While we cannot automate the select few on Digicert, we can automate any of the self-signed certificates (you can use your own CA still in 2023) or any of the Let's Encrypt ones.
While I'm just one person, the only issues I've had with ACME stem from people registering false domains pointed at my IP, and an over enthusiatic WAF, which caused legitimate requests to get blocked.
Eh, I worked at the biggest Telco in Canada (50k employees), and we had failures all the time due to certs expiring.
It's incredible what happens when an organization is big enough, the years roll by, teams change, people leave and stuff just gets forgotten about. Even stuff that has tens of thousands of customers bringing in millions in revenue a year just doesn't have an owner or a person accountable. Happens every week.
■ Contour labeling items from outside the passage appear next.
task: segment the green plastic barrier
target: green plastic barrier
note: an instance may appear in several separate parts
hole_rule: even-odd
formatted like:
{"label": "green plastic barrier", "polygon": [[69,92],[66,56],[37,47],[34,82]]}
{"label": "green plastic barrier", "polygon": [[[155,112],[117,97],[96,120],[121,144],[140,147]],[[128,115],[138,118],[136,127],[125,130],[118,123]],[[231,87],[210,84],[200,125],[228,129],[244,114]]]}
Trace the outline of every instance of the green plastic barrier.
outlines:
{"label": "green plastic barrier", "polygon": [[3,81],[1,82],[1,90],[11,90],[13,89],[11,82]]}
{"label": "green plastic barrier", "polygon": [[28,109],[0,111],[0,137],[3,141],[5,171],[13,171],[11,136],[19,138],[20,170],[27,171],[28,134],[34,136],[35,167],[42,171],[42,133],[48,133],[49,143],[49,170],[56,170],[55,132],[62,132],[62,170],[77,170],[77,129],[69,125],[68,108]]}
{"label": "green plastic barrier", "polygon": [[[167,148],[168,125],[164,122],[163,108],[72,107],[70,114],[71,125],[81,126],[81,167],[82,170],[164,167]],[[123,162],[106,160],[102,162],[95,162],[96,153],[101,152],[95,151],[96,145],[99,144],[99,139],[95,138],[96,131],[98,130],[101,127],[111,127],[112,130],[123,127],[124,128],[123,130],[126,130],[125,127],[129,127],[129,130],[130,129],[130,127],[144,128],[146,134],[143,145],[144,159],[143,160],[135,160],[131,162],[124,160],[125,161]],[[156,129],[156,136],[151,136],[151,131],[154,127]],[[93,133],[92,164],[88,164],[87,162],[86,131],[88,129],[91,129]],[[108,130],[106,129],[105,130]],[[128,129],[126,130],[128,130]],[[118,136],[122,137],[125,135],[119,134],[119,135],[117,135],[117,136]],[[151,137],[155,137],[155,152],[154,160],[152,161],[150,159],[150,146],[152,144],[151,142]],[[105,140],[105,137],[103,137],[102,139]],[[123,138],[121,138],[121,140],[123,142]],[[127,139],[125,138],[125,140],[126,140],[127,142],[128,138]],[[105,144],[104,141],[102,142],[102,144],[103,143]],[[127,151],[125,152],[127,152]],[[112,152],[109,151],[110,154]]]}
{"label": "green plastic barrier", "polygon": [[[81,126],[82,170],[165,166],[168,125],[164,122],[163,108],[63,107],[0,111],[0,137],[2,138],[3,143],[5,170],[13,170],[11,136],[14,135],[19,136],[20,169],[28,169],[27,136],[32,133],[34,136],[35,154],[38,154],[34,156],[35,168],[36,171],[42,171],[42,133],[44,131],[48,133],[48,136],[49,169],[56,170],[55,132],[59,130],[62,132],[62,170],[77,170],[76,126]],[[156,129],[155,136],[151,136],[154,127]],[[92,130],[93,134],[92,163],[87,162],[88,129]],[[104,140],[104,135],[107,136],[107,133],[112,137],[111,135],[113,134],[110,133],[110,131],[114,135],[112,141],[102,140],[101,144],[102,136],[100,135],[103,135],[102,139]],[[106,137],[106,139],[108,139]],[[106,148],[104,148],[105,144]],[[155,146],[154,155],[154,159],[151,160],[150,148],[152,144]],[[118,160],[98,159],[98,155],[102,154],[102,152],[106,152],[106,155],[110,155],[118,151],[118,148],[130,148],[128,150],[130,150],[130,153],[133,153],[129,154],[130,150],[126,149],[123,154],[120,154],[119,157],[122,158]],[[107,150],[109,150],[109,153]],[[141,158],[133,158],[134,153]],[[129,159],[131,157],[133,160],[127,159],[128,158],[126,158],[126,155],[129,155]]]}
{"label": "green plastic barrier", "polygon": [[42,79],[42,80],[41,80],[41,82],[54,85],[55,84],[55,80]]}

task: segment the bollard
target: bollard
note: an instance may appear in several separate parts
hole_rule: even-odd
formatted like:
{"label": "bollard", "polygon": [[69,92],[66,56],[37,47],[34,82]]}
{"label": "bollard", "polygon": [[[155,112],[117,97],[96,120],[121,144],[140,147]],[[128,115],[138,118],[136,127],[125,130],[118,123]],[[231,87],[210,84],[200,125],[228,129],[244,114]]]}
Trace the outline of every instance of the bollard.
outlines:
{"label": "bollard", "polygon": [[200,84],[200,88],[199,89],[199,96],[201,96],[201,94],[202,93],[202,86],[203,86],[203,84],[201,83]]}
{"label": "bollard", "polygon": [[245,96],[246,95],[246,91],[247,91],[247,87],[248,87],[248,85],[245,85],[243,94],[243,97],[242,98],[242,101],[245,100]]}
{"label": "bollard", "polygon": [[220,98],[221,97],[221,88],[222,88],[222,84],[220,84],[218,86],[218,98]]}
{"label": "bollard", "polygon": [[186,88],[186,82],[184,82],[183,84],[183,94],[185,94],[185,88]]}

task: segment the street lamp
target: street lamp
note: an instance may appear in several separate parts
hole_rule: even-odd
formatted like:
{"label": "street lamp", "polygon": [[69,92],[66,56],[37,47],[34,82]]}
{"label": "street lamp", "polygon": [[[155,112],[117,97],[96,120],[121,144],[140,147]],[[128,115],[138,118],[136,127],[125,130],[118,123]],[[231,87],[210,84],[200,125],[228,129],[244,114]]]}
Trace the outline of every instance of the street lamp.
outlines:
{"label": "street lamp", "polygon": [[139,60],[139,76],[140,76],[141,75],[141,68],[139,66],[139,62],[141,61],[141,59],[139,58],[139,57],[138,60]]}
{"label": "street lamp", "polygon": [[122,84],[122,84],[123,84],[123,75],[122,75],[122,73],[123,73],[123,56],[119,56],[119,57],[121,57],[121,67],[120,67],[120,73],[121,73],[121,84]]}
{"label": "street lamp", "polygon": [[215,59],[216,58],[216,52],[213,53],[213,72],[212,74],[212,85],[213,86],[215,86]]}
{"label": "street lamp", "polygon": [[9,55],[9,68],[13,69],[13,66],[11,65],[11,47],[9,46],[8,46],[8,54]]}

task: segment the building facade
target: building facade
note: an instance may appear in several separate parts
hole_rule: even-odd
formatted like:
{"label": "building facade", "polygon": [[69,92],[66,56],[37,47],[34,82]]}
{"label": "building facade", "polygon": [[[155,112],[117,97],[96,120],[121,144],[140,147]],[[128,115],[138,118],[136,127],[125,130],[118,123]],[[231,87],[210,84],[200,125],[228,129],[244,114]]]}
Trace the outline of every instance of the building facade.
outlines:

No. It is really hard to convince the "Product Owner" that this automation is more important than the HR half-year review though (or whatever scrummy reason that has nothing to do with providing IT services and everything with building software products).
I really don’t like the short cert expiration and cynically think it’s an example of security practices default to something that makes money to a very niche group that charges per cert issued.
I’m extra annoyed because my internal CA at my org requires 1 year expirations and won’t up it even though it’s internal facing only servers that are already on our network. I don’t know what the odds are of a cert being compromised and fronting a new server on our network, but I don’t think the odds are improved with 1 year expiration periods over 5 years.
I’ve had the same GPG key for 15 years or so and plan on never changing it unless the key is compromised. Same for the locks on my house.